If $a$ and $b$ are elements of finite order in the same or in different semigroups, the $\langle a\rangle \simeq \langle b \rangle$ if and only if $a$ and $b$ have the same index and period.
$\Leftarrow]$ we have: $\langle a\rangle=\{a, a^2, \dots, a^m, a^{m+1}, \dots, a^{m+r-1}\}$ and $\langle b\rangle =\{b, b^2, \dots , b^m, b^{m+1}, \dots, b^{m+r-1}\}$ where $m$ is the index and $r$ is the period of $a$ and $b$, which by hypothesis is the same. Let's consider the function $f: \langle a \rangle \to \langle b \rangle$ by $f(a^{i})= b^{i}$ it is easy to verify that $f$ is an isomorphism.

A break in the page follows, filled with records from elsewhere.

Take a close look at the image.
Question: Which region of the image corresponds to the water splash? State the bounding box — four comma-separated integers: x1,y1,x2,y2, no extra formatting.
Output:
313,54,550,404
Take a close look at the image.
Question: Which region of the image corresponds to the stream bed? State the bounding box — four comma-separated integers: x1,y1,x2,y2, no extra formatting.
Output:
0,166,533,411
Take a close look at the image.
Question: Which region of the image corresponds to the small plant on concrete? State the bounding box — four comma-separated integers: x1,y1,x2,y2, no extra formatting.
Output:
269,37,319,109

I have trouble showing that if $\langle a \rangle$ and $\langle b \rangle$ are isomorphic then the index and period of $ a$ are equal to the indexes and period of $b$. I think that if we assume that they are not true, it may contradict the minimality of the period and the index, but I do not know if it is true, any suggestions? thanks
Let $a$ have period $r$ and index $m$; let $b$ have period $s$ and index $n$. We want to show that $r=s$ and $m=n$.

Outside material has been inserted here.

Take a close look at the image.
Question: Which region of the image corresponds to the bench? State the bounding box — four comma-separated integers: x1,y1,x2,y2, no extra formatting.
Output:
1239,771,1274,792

Note that if $a^i=a^j$ for some $i\neq j$, then it must be the case that $i\equiv j\pmod{r}$ and $i,j\geq m$; symmetrically, if $b^u=b^w$ with $u\neq w$, then $u\equiv w\pmod {s}$ and $u,w\geq n$.

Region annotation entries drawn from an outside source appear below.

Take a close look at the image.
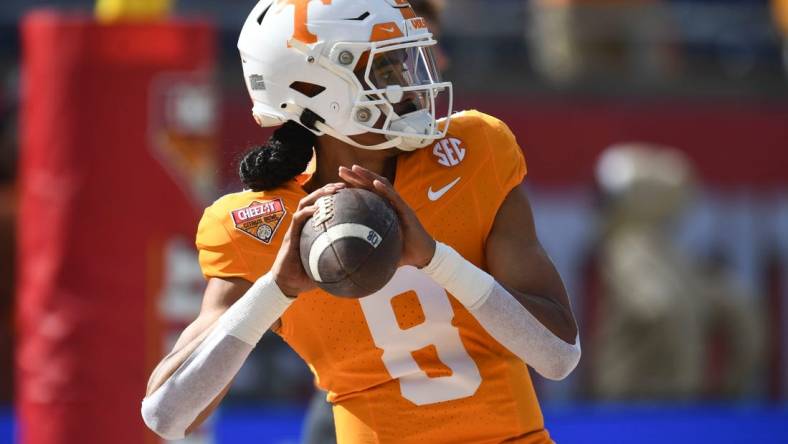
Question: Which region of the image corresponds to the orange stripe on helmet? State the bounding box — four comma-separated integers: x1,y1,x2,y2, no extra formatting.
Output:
369,22,405,42
274,0,331,43
398,5,416,20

Let $f\colon \langle a\rangle \to \langle b\rangle$ be an isomorphism, and let $g$ be the inverse of $f$.
Say $f(a)=b^k$ and $g(b)=a^h$. Then $$a=g(f(a)) = g(b^k) = (g(a))^k = a^{hk}.$$ If either $h$ or $k$ are greater than $1$, then $hk\neq 1$. Therefore, $1\geq m$ (so $m=1$), and $hk\equiv 1\pmod{r}$; symmetrically, since $b=f(g(b)) = f(a^h) = f(a)^h = b^{kh}$, then $1\geq n$ (so $n=1$) and $kh\equiv 1\pmod{s}$. Thus we have $m=n=1$. But then $|\langle a\rangle| = r$, $|\langle b\rangle|=s$, and since the two are isomorphic, then $r=s$.
Thus we may assume that $f(a)=b$ and $g(b)=a$. Can you finish it in this case?
(Note: we need to treat the case $m=1$ separately from $m\neq 1$ (symmetrically for $n$), because whenb $m=1$ we have a group, and $\langle a\rangle$ may have more than one generator; it is a cyclic group, after all. But when $m\gt 1$ the automorphisms must send $a$ to itself, as that is the only generator.)